小学生、中学生の頃は歩いて通っていましたが、高校生になってからは電車とバス通学。

高校は公立でしたが、友達はみんな住んでいる場所がバラバラで、なんなら神奈川県外から通っている人もいました。

自分自身が高校2年生のときに県内で引っ越したこともあり、この頃から、生まれ育った町にはほぼ行かなくなりました。

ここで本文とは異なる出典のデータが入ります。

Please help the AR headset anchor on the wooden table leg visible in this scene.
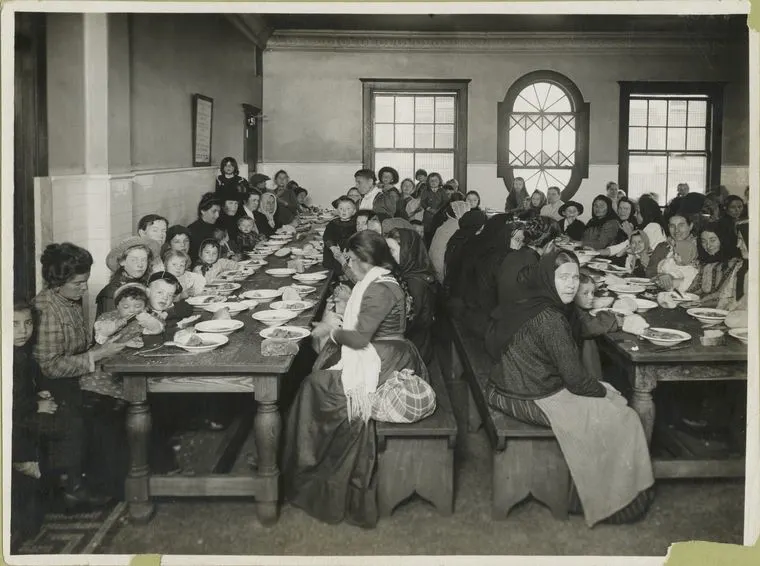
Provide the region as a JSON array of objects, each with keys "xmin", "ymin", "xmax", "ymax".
[
  {"xmin": 630, "ymin": 366, "xmax": 658, "ymax": 445},
  {"xmin": 254, "ymin": 398, "xmax": 281, "ymax": 526},
  {"xmin": 125, "ymin": 397, "xmax": 155, "ymax": 523}
]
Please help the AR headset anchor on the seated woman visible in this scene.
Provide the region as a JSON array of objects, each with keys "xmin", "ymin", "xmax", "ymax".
[
  {"xmin": 504, "ymin": 176, "xmax": 529, "ymax": 215},
  {"xmin": 557, "ymin": 200, "xmax": 585, "ymax": 242},
  {"xmin": 653, "ymin": 213, "xmax": 700, "ymax": 292},
  {"xmin": 397, "ymin": 178, "xmax": 423, "ymax": 231},
  {"xmin": 617, "ymin": 197, "xmax": 639, "ymax": 237},
  {"xmin": 443, "ymin": 208, "xmax": 488, "ymax": 295},
  {"xmin": 259, "ymin": 192, "xmax": 294, "ymax": 234},
  {"xmin": 486, "ymin": 249, "xmax": 654, "ymax": 527},
  {"xmin": 385, "ymin": 228, "xmax": 438, "ymax": 364},
  {"xmin": 96, "ymin": 236, "xmax": 160, "ymax": 317},
  {"xmin": 215, "ymin": 157, "xmax": 250, "ymax": 195},
  {"xmin": 188, "ymin": 193, "xmax": 222, "ymax": 265},
  {"xmin": 685, "ymin": 222, "xmax": 743, "ymax": 309},
  {"xmin": 582, "ymin": 195, "xmax": 621, "ymax": 250},
  {"xmin": 282, "ymin": 231, "xmax": 429, "ymax": 528},
  {"xmin": 428, "ymin": 201, "xmax": 471, "ymax": 284},
  {"xmin": 241, "ymin": 189, "xmax": 274, "ymax": 238},
  {"xmin": 517, "ymin": 190, "xmax": 546, "ymax": 220},
  {"xmin": 272, "ymin": 170, "xmax": 299, "ymax": 216},
  {"xmin": 216, "ymin": 190, "xmax": 244, "ymax": 245},
  {"xmin": 601, "ymin": 194, "xmax": 668, "ymax": 263},
  {"xmin": 723, "ymin": 195, "xmax": 746, "ymax": 226}
]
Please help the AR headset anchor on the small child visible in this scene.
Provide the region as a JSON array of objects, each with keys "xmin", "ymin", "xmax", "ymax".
[
  {"xmin": 323, "ymin": 196, "xmax": 357, "ymax": 275},
  {"xmin": 294, "ymin": 187, "xmax": 313, "ymax": 214},
  {"xmin": 141, "ymin": 271, "xmax": 194, "ymax": 348},
  {"xmin": 626, "ymin": 230, "xmax": 669, "ymax": 279},
  {"xmin": 193, "ymin": 239, "xmax": 238, "ymax": 284},
  {"xmin": 367, "ymin": 215, "xmax": 383, "ymax": 235},
  {"xmin": 573, "ymin": 273, "xmax": 621, "ymax": 382},
  {"xmin": 234, "ymin": 216, "xmax": 263, "ymax": 254},
  {"xmin": 213, "ymin": 227, "xmax": 238, "ymax": 260},
  {"xmin": 355, "ymin": 210, "xmax": 373, "ymax": 232},
  {"xmin": 163, "ymin": 249, "xmax": 205, "ymax": 299}
]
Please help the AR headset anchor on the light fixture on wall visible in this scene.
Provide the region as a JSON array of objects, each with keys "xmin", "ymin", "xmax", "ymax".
[{"xmin": 243, "ymin": 103, "xmax": 267, "ymax": 127}]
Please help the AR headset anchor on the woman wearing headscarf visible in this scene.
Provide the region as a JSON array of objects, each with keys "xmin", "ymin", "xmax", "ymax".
[
  {"xmin": 517, "ymin": 190, "xmax": 547, "ymax": 221},
  {"xmin": 215, "ymin": 189, "xmax": 245, "ymax": 249},
  {"xmin": 504, "ymin": 177, "xmax": 530, "ymax": 215},
  {"xmin": 386, "ymin": 228, "xmax": 438, "ymax": 364},
  {"xmin": 625, "ymin": 230, "xmax": 669, "ymax": 279},
  {"xmin": 449, "ymin": 215, "xmax": 522, "ymax": 338},
  {"xmin": 582, "ymin": 195, "xmax": 621, "ymax": 250},
  {"xmin": 428, "ymin": 201, "xmax": 471, "ymax": 284},
  {"xmin": 486, "ymin": 250, "xmax": 655, "ymax": 527},
  {"xmin": 259, "ymin": 192, "xmax": 294, "ymax": 235},
  {"xmin": 381, "ymin": 217, "xmax": 415, "ymax": 235},
  {"xmin": 443, "ymin": 209, "xmax": 488, "ymax": 295}
]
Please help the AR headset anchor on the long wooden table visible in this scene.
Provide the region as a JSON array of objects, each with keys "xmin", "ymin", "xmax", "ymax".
[
  {"xmin": 103, "ymin": 250, "xmax": 331, "ymax": 525},
  {"xmin": 597, "ymin": 306, "xmax": 747, "ymax": 479}
]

生まれ育った町に住んでいる友達とは、めったに会わなくなり。

もちろん、引っ越した先の近所では友達はひとりもおらず。

 

都会ならではかもしれないですが、近所どうしの人間関係ってめちゃくちゃ希薄

だから今でも、実家の近くにはほぼ知り合いがいない。

もっと小さな町とか田舎とか島とかで育っていたら、きっと違っていたんだろうけど。

”地元の友達”って、いないんですよね。

なんなら、”地元”っていう概念はこの頃からまったくありませんでした。

 

地元がない暮らし

いま暮らしている、香川県内につくった小さなシェアハウス(ALINCO house)。

ここから、ときどき神奈川県に帰ったりはするんですが。

 

生まれてから17年間育った町に、まだ住んでいるであろう昔の友達は、きっと会ったとしても成長し過ぎていて気付かない。

高校生のときに引っ越した実家の近所にいる人たちのなかには、友達はひとりもいない。

だから結局、懐かしい人たちに会える地元っていうものが、わたしには存在しないのです。

 

地元がないことのメリット

地元っていう概念がないのは、寂しいことなのかもしれない。

でも正直、おいしいなーとも、思うのです。

 

自分が生まれ育った町に行っても、誰も知り合いがいない。

だからこそ、寝起きのままパジャマすっぴんで、近所のスーパーに行けます。

なんのしがらみもないので、誰にも気をつかわず、町じゅうを徘徊できます。

会たくない人に会う、ということもなく、好きなときに好きな場所に行けます。

 

知らない人ばかり。面倒くさい人間関係なんか気にせずに訪れることができる場所。

でもやっぱり、訪れてみるとどこか懐かしさを感じられる場所。

 

場所には執着しない暮らし方。

ぞくに言う”地元”という概念にはあてはまらないし執着もないけど、なぜだか好きな場所なのでした。